WHAT A CHANGE.  We can't wait for a baby to take their first steps, to become independent and to take care of themselves. We spend years as parents getting them to be "competent" and "capable" and then take away their ability to move freely, make choices about when, where and what they'll eat or do and throw them in with a complete stranger who may have serious problems or just doesn't like "sharing" and so makes life very difficult.

NO CHOICES.  As a facility resident, you get what you're given. It's up to you or to your family or friends to make the area more "liveable" where the facility choses for you to live.  A closet with a high bar to hang your clothes on?  Well, you just have to "ask" someone to get what you want. It might take an hour or an entire morning, but eventually someone will answer the call button or remember to check to make sure you're dressed for the day

Marketing and advertising paint a picture of "gourmet" meals and show "caregivers" walking alongside, sitting beside and providing so much varied assistance and caring. Dare you to visit on a regular day when there is no special program, no expectation of family or friends visiting (no weekends, no evenings, no holidays or dates close to these times) and see the reality of Senior Care which is quite different from what is publicized.

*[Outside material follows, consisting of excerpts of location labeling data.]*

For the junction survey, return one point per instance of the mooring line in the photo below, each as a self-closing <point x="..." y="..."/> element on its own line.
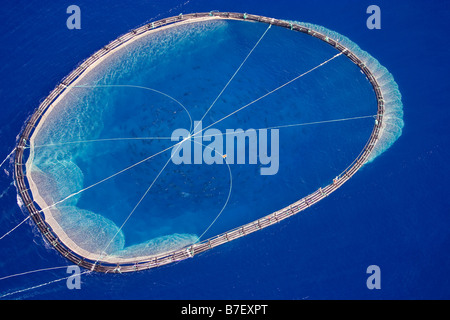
<point x="231" y="79"/>
<point x="270" y="92"/>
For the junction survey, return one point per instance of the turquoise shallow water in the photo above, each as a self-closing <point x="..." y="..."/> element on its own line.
<point x="147" y="90"/>
<point x="393" y="213"/>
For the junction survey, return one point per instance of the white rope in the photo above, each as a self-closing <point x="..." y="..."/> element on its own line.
<point x="135" y="207"/>
<point x="294" y="125"/>
<point x="231" y="79"/>
<point x="270" y="92"/>
<point x="100" y="140"/>
<point x="138" y="87"/>
<point x="40" y="285"/>
<point x="229" y="192"/>
<point x="7" y="157"/>
<point x="32" y="271"/>
<point x="105" y="179"/>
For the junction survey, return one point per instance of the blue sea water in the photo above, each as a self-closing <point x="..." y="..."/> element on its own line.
<point x="393" y="213"/>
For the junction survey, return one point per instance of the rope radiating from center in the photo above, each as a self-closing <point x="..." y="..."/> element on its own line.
<point x="231" y="79"/>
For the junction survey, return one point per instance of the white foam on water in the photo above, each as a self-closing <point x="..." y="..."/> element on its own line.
<point x="393" y="122"/>
<point x="78" y="117"/>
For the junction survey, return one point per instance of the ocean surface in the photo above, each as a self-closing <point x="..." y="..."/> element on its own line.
<point x="393" y="213"/>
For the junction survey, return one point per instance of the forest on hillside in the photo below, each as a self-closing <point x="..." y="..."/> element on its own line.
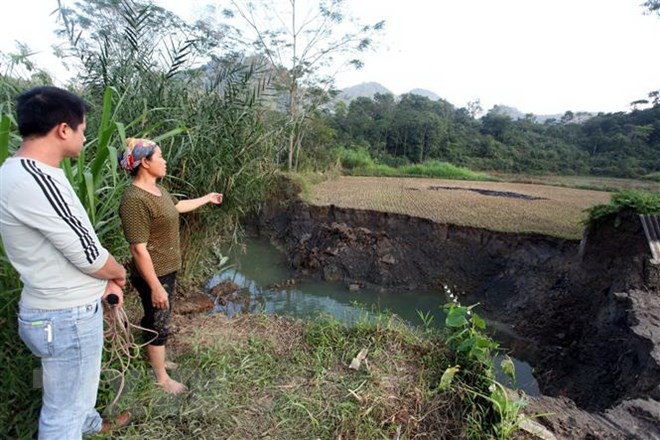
<point x="414" y="129"/>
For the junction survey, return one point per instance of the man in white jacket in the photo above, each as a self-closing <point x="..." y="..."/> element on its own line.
<point x="65" y="271"/>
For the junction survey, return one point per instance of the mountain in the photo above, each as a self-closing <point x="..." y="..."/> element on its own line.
<point x="426" y="93"/>
<point x="365" y="90"/>
<point x="514" y="113"/>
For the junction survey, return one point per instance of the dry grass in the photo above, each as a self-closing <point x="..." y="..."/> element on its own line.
<point x="271" y="377"/>
<point x="583" y="182"/>
<point x="557" y="211"/>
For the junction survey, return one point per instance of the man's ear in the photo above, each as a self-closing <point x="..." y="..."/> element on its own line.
<point x="62" y="130"/>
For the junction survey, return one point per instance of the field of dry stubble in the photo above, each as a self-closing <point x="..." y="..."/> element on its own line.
<point x="498" y="206"/>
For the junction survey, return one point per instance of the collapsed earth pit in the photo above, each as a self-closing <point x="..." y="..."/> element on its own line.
<point x="587" y="308"/>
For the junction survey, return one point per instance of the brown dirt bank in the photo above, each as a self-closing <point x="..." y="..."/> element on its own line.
<point x="591" y="321"/>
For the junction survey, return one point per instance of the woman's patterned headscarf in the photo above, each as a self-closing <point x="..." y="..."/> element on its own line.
<point x="136" y="150"/>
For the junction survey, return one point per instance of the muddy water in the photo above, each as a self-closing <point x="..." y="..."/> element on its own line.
<point x="261" y="271"/>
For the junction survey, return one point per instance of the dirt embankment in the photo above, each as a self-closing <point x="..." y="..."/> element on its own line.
<point x="592" y="320"/>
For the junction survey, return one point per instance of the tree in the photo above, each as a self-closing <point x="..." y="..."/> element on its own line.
<point x="304" y="39"/>
<point x="474" y="108"/>
<point x="652" y="6"/>
<point x="634" y="104"/>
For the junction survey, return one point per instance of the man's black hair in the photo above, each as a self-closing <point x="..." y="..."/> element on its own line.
<point x="40" y="109"/>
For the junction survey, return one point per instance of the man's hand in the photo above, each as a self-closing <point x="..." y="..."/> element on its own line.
<point x="159" y="297"/>
<point x="215" y="198"/>
<point x="114" y="288"/>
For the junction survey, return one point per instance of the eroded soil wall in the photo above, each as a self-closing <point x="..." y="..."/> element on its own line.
<point x="586" y="309"/>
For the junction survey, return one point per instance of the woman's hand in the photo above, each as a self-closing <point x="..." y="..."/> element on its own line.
<point x="159" y="298"/>
<point x="215" y="198"/>
<point x="114" y="288"/>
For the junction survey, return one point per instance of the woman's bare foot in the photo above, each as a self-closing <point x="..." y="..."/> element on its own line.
<point x="171" y="386"/>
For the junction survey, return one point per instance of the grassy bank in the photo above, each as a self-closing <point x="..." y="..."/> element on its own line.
<point x="358" y="162"/>
<point x="259" y="376"/>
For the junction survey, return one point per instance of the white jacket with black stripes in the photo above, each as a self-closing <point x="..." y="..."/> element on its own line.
<point x="48" y="237"/>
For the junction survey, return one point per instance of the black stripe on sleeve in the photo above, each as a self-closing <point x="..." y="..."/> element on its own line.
<point x="61" y="208"/>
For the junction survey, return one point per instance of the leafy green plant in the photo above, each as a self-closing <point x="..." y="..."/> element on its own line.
<point x="491" y="408"/>
<point x="638" y="201"/>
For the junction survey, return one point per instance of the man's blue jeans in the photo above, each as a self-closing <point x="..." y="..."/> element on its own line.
<point x="69" y="343"/>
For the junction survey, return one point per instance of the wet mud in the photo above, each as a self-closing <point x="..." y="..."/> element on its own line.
<point x="587" y="314"/>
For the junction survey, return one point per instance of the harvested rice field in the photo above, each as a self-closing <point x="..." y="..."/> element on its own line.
<point x="497" y="206"/>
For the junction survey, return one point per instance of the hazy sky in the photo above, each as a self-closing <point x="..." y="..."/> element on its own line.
<point x="537" y="55"/>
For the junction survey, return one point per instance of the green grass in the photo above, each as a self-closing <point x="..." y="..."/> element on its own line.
<point x="653" y="177"/>
<point x="259" y="376"/>
<point x="638" y="201"/>
<point x="358" y="162"/>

TOO BUSY.  Some are definitely overworked due to understaffing by facilities that do not consider personal care needs important and base their "worker scheduling" on "medical needs".

Here's the reality of life in an SNC: You might not be able to stand and reach for something you want/need; you may need assistance getting on or off the toilet, getting into the "medicine cabinet" that's placed well above your head for a toothbrush and toothpaste, deodorant or other items; you may not be able to see yourself in the mirror in the bathroom as well as you'd like while seated in the wheelchair because it's hung so high; you may not be able to maneuver your wheelchair in and out with the trashcan that's placed against the door to the bathroom to hold it open because it always swings shut without the weight of the can against it; you may not be able to remember where you put those personal care items you remember now and again you'd like to use; drop something under the bed and see how long it takes for anyone to notice; misplace anything and have staff tell you "they'll take care of it" only to never see it again.

JUNK. GIVEAWAYS. TREASURES.  How do you want to be classified when you need to live in a Long Term Care facility?


Most Importantly:  How are you going to ensure you receive a level of care consistent with your personal needs and beneficial to providing a life that's worth living?